Las estadías en el mar, ese lapso detenido, libre de lo que es el verdadero registro de nuestras existencias y relaciones, fueron el carnaval de la vida, que por sí mismo estaba destinado a durar un periodo breve y determinado. No era su naturaleza extenderse más allá de ese periodo. Lo que sucedía fuera de él, era lo que mantenía nuestro vivir, lo que nos hacía ser lo que somos; pero el sabor de nuestras existencias provenía de aquellas situaciones, de aquella dicha, en las que nos permitíamos pellizcarle a la vida algo de lo que en la ciudad, bajo hábitos civilizados, se nos negaba. Aquí éramos seres que aceptábamos la mendicidad, allá íbamos tras los prodigios.

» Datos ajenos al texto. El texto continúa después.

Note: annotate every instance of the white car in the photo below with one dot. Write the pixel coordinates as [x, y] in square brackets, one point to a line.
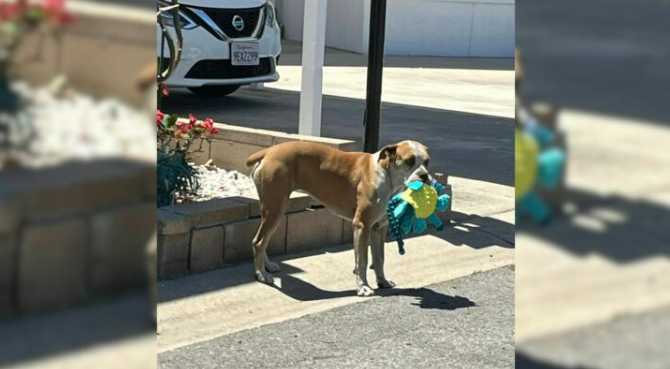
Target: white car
[227, 44]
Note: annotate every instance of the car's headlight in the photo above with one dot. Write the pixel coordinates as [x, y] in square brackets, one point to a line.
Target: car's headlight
[185, 22]
[271, 16]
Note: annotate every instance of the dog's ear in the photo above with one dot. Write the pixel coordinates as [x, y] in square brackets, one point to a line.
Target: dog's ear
[387, 155]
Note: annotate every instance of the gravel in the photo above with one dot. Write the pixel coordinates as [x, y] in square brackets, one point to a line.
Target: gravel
[53, 129]
[219, 183]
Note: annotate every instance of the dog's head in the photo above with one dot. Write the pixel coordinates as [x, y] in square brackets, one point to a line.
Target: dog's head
[406, 161]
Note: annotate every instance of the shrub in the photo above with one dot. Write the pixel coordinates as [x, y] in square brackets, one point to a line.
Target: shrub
[176, 139]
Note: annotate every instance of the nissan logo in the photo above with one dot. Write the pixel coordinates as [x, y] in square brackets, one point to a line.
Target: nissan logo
[238, 23]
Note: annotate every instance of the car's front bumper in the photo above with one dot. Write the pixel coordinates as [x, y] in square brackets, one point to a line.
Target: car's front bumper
[205, 60]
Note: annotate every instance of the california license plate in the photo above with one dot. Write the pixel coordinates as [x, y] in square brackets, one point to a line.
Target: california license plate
[244, 53]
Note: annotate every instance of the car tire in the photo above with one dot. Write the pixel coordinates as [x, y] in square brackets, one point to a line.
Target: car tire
[214, 91]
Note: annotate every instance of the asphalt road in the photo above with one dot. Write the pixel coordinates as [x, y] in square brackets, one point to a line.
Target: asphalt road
[462, 323]
[633, 341]
[605, 56]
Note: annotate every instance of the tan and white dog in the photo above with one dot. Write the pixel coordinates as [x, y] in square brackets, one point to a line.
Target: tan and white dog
[354, 185]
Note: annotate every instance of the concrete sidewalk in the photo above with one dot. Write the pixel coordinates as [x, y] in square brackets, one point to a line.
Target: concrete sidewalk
[205, 306]
[463, 323]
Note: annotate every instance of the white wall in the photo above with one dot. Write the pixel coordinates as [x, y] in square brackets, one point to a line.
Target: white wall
[461, 28]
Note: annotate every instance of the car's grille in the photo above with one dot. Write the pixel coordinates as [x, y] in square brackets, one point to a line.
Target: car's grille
[224, 19]
[223, 69]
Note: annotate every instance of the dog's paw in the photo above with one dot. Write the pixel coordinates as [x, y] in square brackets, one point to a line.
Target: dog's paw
[385, 284]
[264, 277]
[365, 291]
[272, 267]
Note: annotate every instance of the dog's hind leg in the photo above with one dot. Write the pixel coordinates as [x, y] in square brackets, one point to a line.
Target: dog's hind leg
[273, 204]
[377, 237]
[361, 243]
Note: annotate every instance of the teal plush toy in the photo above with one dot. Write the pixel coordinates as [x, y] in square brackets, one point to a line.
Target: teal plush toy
[410, 210]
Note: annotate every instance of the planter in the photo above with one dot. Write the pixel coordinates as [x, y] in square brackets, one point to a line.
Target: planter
[73, 232]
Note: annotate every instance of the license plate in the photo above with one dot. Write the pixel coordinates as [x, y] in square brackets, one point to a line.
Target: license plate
[244, 53]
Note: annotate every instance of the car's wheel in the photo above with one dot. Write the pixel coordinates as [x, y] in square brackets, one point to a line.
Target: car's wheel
[214, 91]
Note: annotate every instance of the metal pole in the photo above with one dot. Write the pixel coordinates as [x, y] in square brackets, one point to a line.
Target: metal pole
[375, 74]
[313, 51]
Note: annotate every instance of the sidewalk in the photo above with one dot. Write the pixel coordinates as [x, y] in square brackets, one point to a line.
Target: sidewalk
[463, 323]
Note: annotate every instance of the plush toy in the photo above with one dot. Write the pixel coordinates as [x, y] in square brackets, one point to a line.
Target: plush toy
[537, 164]
[409, 210]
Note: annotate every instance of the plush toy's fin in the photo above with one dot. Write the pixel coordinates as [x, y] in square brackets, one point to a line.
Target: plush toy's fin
[406, 220]
[550, 165]
[443, 202]
[415, 186]
[420, 225]
[436, 221]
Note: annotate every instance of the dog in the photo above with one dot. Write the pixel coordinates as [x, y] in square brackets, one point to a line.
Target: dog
[356, 186]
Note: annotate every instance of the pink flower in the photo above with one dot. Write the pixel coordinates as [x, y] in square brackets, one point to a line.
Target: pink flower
[54, 5]
[159, 116]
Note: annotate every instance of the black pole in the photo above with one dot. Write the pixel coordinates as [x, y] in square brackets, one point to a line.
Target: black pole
[375, 73]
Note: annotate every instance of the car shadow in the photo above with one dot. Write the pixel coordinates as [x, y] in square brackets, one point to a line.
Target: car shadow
[524, 361]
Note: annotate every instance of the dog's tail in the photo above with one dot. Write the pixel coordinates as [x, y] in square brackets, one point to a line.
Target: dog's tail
[256, 157]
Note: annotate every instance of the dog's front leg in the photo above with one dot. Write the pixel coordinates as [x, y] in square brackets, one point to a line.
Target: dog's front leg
[361, 242]
[377, 243]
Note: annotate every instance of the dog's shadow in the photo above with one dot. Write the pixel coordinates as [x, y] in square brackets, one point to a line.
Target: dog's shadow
[426, 298]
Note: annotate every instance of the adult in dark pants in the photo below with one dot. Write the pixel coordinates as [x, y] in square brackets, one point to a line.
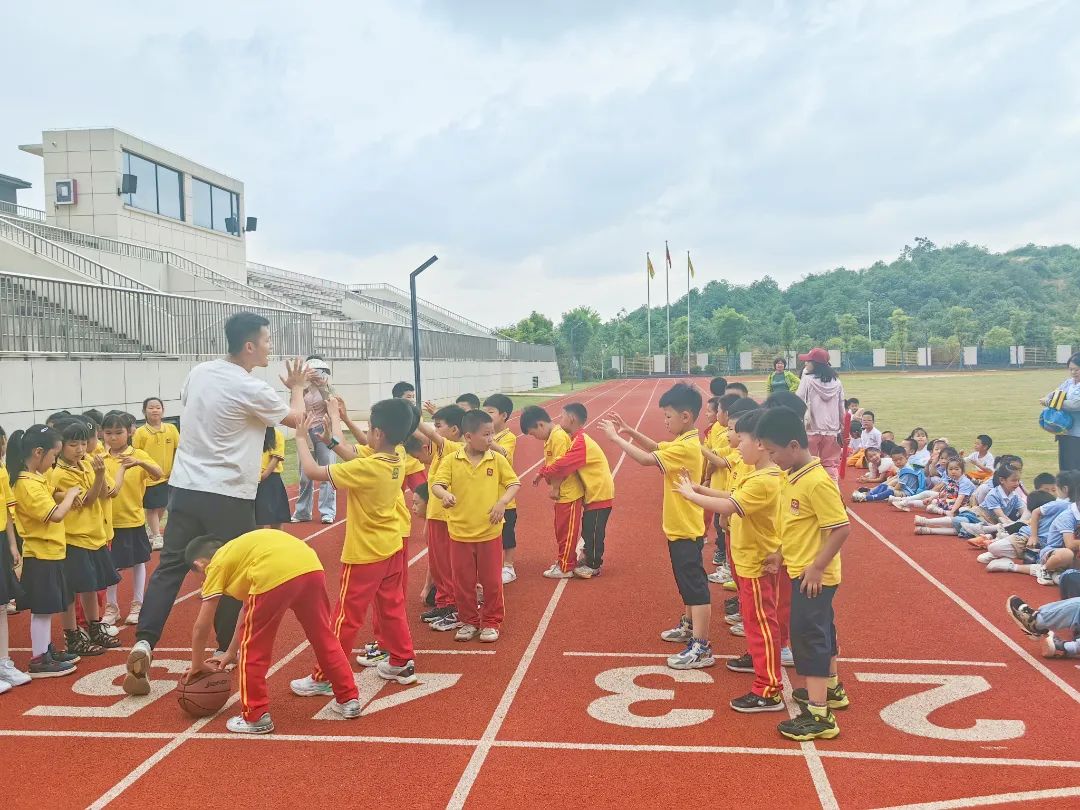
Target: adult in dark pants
[1068, 444]
[216, 473]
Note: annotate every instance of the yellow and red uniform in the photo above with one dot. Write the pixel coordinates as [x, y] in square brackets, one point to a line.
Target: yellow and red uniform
[271, 572]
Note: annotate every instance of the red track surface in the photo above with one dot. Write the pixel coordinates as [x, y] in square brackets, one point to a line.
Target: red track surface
[528, 721]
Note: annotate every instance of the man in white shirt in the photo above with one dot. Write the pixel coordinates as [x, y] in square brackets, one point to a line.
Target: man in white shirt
[216, 472]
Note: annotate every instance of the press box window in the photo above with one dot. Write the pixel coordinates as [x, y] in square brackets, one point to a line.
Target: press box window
[159, 189]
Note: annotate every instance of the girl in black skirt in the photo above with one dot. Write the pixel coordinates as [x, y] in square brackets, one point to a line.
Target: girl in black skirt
[88, 565]
[271, 501]
[30, 455]
[131, 545]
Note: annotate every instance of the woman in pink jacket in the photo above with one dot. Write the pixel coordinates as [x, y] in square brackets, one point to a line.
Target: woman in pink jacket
[821, 390]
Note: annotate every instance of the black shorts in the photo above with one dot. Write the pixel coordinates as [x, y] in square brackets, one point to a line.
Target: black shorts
[44, 585]
[88, 571]
[689, 570]
[157, 497]
[510, 529]
[130, 547]
[813, 631]
[271, 501]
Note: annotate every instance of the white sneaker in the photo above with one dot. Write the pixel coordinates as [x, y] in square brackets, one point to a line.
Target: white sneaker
[349, 710]
[11, 674]
[466, 633]
[308, 687]
[556, 572]
[239, 726]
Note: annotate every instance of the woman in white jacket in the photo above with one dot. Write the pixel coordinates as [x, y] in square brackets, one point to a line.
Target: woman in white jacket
[821, 390]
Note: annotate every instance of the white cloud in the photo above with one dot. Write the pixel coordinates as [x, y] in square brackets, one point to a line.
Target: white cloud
[541, 156]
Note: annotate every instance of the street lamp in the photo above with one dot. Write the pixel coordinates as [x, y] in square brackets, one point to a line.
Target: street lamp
[416, 325]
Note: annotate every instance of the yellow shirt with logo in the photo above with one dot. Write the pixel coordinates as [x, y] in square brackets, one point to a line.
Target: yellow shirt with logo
[127, 512]
[256, 563]
[159, 444]
[810, 505]
[682, 520]
[755, 526]
[42, 539]
[435, 511]
[558, 442]
[508, 441]
[83, 524]
[476, 488]
[278, 451]
[374, 488]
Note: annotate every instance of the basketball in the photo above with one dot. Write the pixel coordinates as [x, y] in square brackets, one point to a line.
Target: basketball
[205, 694]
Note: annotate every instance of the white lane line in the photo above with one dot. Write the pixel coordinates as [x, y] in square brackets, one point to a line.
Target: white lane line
[1001, 798]
[1007, 640]
[901, 661]
[821, 783]
[480, 755]
[192, 731]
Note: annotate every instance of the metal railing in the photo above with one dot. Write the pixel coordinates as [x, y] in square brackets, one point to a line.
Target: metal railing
[22, 212]
[131, 250]
[442, 310]
[367, 340]
[64, 257]
[51, 316]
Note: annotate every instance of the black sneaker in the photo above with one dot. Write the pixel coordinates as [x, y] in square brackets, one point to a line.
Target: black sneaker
[79, 644]
[100, 636]
[1024, 616]
[836, 697]
[45, 666]
[64, 658]
[751, 703]
[743, 663]
[808, 726]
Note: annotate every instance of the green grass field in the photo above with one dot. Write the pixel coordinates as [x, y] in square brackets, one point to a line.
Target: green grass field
[960, 405]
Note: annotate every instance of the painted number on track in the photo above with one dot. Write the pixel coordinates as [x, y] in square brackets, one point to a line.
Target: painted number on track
[106, 684]
[912, 714]
[625, 691]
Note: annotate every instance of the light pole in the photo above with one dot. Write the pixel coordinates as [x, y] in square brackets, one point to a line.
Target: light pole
[416, 325]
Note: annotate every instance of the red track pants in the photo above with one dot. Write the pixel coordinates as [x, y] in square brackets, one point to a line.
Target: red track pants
[361, 584]
[440, 562]
[306, 596]
[567, 531]
[478, 563]
[757, 603]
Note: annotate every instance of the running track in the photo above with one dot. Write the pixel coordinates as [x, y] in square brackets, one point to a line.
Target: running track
[575, 706]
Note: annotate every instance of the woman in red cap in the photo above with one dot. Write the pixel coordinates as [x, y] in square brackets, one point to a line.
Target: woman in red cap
[821, 390]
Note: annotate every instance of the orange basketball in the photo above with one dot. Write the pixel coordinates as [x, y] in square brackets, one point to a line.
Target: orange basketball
[205, 694]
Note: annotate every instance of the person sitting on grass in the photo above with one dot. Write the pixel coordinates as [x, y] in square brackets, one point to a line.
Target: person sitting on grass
[908, 481]
[1042, 622]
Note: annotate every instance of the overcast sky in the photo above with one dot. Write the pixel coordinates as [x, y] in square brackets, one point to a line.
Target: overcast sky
[540, 149]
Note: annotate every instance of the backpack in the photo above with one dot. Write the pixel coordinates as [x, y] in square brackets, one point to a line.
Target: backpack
[1053, 419]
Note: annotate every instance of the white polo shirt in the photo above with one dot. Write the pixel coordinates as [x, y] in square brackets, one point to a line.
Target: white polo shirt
[226, 414]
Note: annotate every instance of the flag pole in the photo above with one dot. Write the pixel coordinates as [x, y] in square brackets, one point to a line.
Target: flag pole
[648, 304]
[667, 293]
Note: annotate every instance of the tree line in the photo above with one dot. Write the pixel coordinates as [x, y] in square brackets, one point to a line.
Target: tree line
[944, 297]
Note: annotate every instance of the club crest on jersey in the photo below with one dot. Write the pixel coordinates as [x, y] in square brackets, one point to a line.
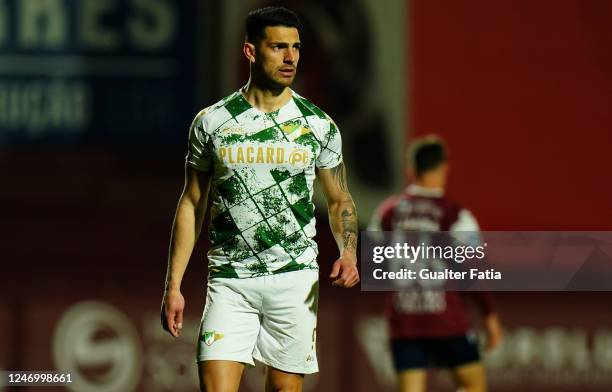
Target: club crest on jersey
[209, 337]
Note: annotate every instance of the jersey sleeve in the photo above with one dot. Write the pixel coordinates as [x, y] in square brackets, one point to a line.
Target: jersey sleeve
[331, 150]
[199, 153]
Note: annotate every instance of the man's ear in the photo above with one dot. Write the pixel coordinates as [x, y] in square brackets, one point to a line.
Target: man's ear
[249, 51]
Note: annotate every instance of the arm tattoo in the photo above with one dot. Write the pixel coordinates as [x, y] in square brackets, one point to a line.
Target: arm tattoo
[349, 229]
[339, 173]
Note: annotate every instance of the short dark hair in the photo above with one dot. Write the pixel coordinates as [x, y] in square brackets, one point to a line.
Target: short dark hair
[260, 18]
[426, 154]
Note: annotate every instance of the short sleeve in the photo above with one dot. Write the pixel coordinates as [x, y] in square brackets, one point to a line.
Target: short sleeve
[199, 154]
[331, 150]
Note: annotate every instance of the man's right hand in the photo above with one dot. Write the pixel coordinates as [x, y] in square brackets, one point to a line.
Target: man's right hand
[172, 312]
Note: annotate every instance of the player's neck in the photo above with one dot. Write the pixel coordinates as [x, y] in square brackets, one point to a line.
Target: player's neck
[265, 99]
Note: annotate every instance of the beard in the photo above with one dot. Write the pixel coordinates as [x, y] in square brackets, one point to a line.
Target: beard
[272, 79]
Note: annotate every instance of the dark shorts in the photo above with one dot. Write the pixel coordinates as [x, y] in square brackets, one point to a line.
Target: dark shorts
[434, 352]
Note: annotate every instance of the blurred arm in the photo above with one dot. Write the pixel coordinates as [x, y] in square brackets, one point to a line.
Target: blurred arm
[491, 321]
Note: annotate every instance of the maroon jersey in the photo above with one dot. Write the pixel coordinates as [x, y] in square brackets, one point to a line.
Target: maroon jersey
[427, 313]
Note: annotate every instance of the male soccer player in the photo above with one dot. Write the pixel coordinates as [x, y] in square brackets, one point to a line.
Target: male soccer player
[257, 153]
[429, 327]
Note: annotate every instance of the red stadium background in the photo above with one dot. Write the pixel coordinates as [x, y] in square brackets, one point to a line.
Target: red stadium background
[522, 92]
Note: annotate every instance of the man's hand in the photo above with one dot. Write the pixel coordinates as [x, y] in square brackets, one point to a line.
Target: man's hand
[494, 331]
[344, 272]
[172, 312]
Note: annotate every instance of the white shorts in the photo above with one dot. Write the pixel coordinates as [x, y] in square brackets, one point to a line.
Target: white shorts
[269, 318]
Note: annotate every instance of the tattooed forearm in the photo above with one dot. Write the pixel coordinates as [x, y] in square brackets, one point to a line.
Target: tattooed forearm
[349, 229]
[339, 173]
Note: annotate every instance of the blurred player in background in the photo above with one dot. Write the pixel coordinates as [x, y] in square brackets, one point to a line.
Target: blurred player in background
[429, 328]
[257, 153]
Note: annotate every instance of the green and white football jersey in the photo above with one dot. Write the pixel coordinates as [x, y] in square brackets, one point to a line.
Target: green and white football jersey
[263, 169]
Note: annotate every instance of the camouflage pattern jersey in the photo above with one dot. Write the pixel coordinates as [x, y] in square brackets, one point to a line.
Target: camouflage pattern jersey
[263, 168]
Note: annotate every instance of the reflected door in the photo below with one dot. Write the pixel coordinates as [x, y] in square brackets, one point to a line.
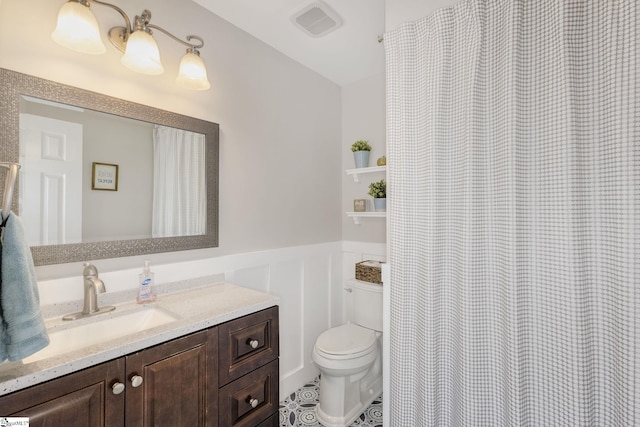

Sentí que en nuestra existencia parecíamos deambular entre un ciclo diurno y un ciclo nocturno, pero no sólo en lo que concierne a estas situaciones, sino también en relación a decisiones que guardaban significados trascendentes para nosotros y para aquellos que nos rodeaban. Elegíamos con los ojos vendados, y nosotros mismos, en la mayoría de los casos, éramos quienes ajustábamos la venda.